Litel explains, "The type of fiber and the content, viscosity, water absorption, protein interaction, pH stability and ability to create clear solutions are all characteristics you need to take into consideration when developing a new product using fibers. For example if you want to add soluble fiber to a beverage without increasing viscosity, you would want to use something like gum arabic. Gum arabic also helps stabilize the system and add suspension. If you want to add insoluble fiber, then something like sugarcane fiber [cellulose] will be a great option. You can even combine gum arabic and sugarcane fiber and use it at high enough concentration to prepare a high-fiber beverage with a good mouthfeel."

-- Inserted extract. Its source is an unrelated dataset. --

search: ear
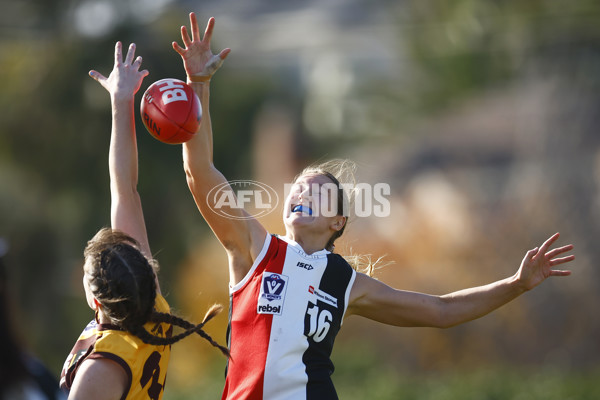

Fiber has become more prominent in dairy products, especially milk substitutes and yogurt. "If you are developing a yogurt, especially if you are making a low-fat or nonfat product, you want to add fibers that also help stabilize the proteins and add some texture," says Litel. "Usually a blend of pectin, inulin and cellulose gel will work well."
According to Litel, the right combination of fibers can help to increase shelf life in baked goods by reducing moisture migration, for example preventing moisture from moving from the cake into the icing. (or even from the icing into the cake). "Some products that will work well in these types of applications are oat fiber, milled flaxseed, fenugreek gum, xanthan gum and guar gum," she says.